DEq: The Math#

To define DEq, we will ask “For a given card \(c\), what is the average marginal win rate attributable to choosing the card relative to picking it into the trash”. The last part of that condition might seem a bit strange. Why not “compared to the next alternative”? The reason is that the alternative depends on the context in which the card was observed to be chosen, whereas when we are choosing between two cards, we want a consistent baseline that enables us to make that comparison. When cards were observed to be chosen highly, a greater cost in fresh packs was paid compared to cards that were chosen later, and the core idea of DEq is to account for that difference, by crediting that cost, as measured by ATA, back to the imputed win rate.

The base formula for DEq is as follows, which I will then explain and derive in detail for those who have the appetite:

\[ \text{DEq Base} = \text{GP %}(c) \cdot \left( \text{GP WR}(c) - \mu + 3\% \cdot(1 - (\text{ATA}(c) - 1) / 14 )^2 \right). \]

I then further apply some relatively minor adjustments which I will detail below and are provisional anyway. DEq Base is perfectly suitable on its own as a card quality metric.

Pick Equity#

Let

\[\mu = P[\text{W}]\]

be the theoretical mean game win rate for a given player cohort (e.g. me, you, or 17Lands “Top” players) for a metagame (e.g. a particular set on a particular day for a particular rank), and let

\[\mu_k = P[\text{W} | N_k]\]

be the probability of winning conditioned on a “null pick” \(N_k\), meaning, picking a card straight into the trash, or replacing it with a basic land, for one \(k\)-th pick in one pack (i.e. averaged over the three packs). Then let

\[ r_k = \mu - \mu_k \]

be the “pick equity” of a \(k\)-th pick, that is, the marginal win rate attributable to making that pick, on average. When you choose a card with a \(k\)-th pick, on average, you are giving up \(r_k\) of winrate in exchange for adding that particular card to your pool.

A proper estimate of \(r_k\) is a piece of analysis that I intend to do thoroughly down the road, but for now I am relying on estimates based on previous analysis and a bit of eye test on the final results. I’ve found that a quadratic fit with P1 being worth 3% gives good results. Note that DEq is most useful in pack one, where your early picks are generally more valuable.

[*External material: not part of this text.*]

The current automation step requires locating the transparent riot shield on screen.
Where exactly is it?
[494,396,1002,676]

import matplotlib.pyplot as plt
import matplotlib.ticker as mtick
import numpy as np

_, ax = plt.subplots()
x = np.arange(1, 15)
y = 0.03 * (1 - (x - 1) / 14) ** 2
ax.yaxis.set_major_formatter(mtick.PercentFormatter(1.0, decimals=1))
ax.plot(x, y)
ax.set_title("Model Pick Equity by Pick Num")
ax.set_ylabel("Pick Equity")
ax.set_xlabel("Pick Num")
ax.set_xticks(x)
plt.show()
_images/73c10b5c2dec2900bc1d7ca3eceac22d1bd13e36403d28f8b8837fa1cedd13f1.png

In practice, we apply this model to the observed ATA (average taken at), since that is the number we have available. While there is a bit of convexity, this shouldn’t trouble us too much. For a given card, in a given metagame, we identify this quantity as \(r_{\text{ATA}(c)}.\)

DEq Base#

We’re going to get technical because it will allow us to specify exactly the assumptions that create bias in the final model. The notation is a bit complicated, and could be improved, but sometimes that’s just the way it is. The final formula is relatively intuitive so you can skip to that. The essence of the below is that DEq is GP WR plus Pick Equity modified by GP %. We will have to define a bunch of events and rearrange some conditional probabilities to get there.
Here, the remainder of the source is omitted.